If your child should get divorced, that child will be required to disclose all assets to their spouse, including any interest in joint accounts. Under the wrong circumstances, the divorce court could regard those joint accounts as marital property, which is divided in the property settlement.

Decision to Re-convey Property

If you decide that you want to sell, refinance or otherwise re-convey your property, your joint tenant must agree and be willing to sign the deed and appropriate paperwork. If your joint tenant refuses, or no longer has capacity to sign, you may have to seek a court-order to protect your own assets.

Disagreement with Joint Tenant

If you have a falling out with your joint tenant, your co-owner will be able to take all of the money out of the bank accounts without your knowledge.

Joint tenancy ownership occurs when two or more names are placed on bank accounts, stocks, bonds, or real property deeds.

Loss of Stepped up Basis

Heirs are to receive the benefit of a “stepped up basis” for tax purposes when property is transferred at death. If an asset is owned in joint tenancy, then the percentage interest of the deceased person only gets the stepped up basis. When the asset is then sold, the surviving joint tenant may have to pay substantial capital gains tax on his or her portion of the asset.

The advice of a knowledgeable estate planning attorney can meet your ultimate objectives, save significant taxes and avoid the pitfalls discussed in this article.

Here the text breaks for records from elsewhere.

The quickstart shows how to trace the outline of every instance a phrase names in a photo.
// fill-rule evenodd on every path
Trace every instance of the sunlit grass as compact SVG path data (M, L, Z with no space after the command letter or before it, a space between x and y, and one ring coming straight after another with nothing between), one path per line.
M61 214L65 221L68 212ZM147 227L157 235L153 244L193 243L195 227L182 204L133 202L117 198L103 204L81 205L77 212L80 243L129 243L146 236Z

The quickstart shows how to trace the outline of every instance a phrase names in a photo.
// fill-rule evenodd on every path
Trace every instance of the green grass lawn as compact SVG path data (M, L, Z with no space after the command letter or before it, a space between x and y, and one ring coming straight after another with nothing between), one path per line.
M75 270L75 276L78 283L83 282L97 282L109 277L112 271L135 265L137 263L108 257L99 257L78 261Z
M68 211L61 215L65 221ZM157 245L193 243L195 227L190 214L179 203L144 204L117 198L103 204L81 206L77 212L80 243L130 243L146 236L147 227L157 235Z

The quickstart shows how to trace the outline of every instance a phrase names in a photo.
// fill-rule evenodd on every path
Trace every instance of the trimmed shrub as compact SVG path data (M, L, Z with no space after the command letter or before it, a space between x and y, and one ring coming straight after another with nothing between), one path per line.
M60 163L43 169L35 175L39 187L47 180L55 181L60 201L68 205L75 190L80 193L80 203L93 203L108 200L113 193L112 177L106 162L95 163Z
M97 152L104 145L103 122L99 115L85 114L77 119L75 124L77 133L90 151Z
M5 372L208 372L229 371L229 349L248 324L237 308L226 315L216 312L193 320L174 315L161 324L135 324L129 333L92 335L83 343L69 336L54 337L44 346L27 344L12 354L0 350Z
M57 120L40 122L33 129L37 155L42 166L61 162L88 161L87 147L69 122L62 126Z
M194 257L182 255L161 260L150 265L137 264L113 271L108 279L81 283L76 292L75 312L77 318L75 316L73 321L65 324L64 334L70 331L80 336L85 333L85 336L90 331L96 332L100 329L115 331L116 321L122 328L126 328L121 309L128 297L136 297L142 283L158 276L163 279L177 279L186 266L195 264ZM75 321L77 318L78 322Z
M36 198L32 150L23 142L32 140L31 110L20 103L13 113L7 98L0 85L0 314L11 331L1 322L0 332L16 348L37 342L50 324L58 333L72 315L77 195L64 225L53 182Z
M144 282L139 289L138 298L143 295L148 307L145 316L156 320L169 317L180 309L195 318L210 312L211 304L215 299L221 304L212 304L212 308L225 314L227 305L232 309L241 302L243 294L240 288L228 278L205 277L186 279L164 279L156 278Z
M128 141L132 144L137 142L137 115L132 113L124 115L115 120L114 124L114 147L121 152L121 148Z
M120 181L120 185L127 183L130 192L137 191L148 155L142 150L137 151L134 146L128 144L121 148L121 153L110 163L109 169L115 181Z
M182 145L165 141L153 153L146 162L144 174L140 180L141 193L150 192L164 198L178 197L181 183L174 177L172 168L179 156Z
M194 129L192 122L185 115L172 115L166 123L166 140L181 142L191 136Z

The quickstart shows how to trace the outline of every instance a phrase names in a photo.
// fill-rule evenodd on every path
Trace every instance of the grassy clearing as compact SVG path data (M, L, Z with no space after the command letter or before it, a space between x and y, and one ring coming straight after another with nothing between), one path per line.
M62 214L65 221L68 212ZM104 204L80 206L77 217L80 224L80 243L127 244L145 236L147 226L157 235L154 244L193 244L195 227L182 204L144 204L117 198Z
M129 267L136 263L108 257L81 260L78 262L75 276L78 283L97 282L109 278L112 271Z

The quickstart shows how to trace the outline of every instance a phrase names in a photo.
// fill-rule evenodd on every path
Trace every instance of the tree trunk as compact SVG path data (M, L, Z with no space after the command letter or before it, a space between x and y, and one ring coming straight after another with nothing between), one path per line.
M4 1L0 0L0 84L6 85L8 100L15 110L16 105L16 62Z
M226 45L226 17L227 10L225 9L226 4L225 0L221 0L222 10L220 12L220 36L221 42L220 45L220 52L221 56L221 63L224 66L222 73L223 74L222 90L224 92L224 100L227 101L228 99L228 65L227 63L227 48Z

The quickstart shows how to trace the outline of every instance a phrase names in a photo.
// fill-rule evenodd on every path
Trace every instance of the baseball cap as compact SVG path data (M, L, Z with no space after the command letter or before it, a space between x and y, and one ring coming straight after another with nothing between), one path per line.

As you can see, the downside of joint tenancy outweighs any upside. Please consider these risks carefully before holding property in joint tenancy with your adult child. A revocable trust is much better than joint ownership for estate planning. During the client’s lifetime he or she retains the right to use and enjoy the property and, when property is held in trust, there is no need for probate. With appropriate planning, many of the traps of joint tenancy can be avoided. The advice of a knowledgeable estate planning attorney can meet your ultimate objectives, save significant taxes and avoid the pitfalls discussed in this article.